Increased vessel values and order book still low
The strong performance of the spot market has also resulted in a rise in vessel values. This also applies to older quality tonnage. However, ship recycling decreased during the quarter. Prices paid at recycling yards have also fallen significantly (from USD 675 to USD 560 per LDT in India). The average recycling age for product tankers is now about 23 years. As previously reported, the current order book for product tankers is low, at an average of approximately 4.8% of the existing fleet. Most yards are also fully booked to 2025 with new gas and container vessels. So, even with an increase in new tanker orders, delivery times would be long.

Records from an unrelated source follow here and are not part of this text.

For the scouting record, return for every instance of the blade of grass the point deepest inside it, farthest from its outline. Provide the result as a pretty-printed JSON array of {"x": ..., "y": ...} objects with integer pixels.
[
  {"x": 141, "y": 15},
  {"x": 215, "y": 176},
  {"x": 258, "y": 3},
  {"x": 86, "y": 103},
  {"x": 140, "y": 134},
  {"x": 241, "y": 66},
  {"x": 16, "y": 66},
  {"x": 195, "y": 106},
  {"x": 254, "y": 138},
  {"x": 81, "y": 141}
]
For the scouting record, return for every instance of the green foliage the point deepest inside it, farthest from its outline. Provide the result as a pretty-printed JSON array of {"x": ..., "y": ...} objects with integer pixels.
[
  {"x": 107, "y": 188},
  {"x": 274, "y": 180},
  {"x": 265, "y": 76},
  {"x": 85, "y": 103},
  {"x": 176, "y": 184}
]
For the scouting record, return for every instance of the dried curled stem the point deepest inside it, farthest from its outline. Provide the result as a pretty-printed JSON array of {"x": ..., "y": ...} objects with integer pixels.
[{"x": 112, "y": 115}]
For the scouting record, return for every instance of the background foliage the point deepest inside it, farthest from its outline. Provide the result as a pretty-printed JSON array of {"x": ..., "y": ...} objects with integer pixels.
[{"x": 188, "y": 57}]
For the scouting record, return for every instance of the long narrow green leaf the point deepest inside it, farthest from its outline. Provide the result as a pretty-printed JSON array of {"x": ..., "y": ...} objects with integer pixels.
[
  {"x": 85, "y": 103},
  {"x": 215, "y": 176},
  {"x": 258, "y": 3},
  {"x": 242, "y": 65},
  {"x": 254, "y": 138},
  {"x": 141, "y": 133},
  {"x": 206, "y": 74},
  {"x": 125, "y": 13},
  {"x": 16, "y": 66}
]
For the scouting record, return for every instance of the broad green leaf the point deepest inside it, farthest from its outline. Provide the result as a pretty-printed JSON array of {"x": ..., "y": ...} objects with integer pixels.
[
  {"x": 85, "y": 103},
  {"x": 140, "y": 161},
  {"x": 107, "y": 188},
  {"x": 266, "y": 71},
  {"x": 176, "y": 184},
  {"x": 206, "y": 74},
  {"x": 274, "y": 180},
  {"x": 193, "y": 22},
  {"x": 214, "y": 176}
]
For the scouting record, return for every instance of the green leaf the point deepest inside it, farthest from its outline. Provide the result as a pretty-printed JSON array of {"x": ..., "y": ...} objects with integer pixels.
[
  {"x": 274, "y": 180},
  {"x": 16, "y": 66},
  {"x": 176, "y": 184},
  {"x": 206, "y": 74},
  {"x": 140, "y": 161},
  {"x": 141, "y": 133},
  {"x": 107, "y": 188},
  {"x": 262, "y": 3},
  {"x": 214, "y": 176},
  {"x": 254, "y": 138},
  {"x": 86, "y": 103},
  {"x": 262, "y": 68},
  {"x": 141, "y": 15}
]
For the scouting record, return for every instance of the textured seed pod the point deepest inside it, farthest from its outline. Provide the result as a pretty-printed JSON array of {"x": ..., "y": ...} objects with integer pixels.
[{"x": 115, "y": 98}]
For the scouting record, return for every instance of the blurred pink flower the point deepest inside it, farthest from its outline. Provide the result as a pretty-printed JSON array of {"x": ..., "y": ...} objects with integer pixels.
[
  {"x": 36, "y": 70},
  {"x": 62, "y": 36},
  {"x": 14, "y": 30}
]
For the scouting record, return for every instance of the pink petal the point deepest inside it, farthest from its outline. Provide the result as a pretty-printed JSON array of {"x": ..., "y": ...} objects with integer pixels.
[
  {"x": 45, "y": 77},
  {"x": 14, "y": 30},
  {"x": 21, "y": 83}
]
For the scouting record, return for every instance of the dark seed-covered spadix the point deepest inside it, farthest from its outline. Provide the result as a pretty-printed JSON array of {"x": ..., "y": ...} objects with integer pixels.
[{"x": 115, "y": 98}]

Net fleet growth in the coming years is therefore expected to remain low. Overall, we have a positive view of tanker market fundamentals.
Market outlook
In the tanker market, there is much talk about two factors: “energy security” and “demand destruction”, which could have a major impact on future development. Increased demand for energy and the absence of Russian oil has caused energy prices to soar – with growing pressure to increase energy production from both nuclear and renewable energy sources. This may be the right way to go, but in the short term the focus will remain on achieving sufficient crude oil and gas production to ensure access to energy for businesses and households – energy security. This could obviously have a positive effect on the tanker market. At the same time, we are likely to enter an international economic downturn. The extent to which a significant slowdown in economic growth – and high energy prices – will contribute to demand destruction in terms of energy demand and energy-related transport remains to be seen. After the end of the second quarter, we entered into an agreement for the sale of Stena Paris to a Greek company. The primary aim of the sale was to take advantage of the increased ship valuations, but there was also an age factor. In a strong second-hand market for mature quality tonnage, we are therefore now taking the opportunity to sell our oldest vessel.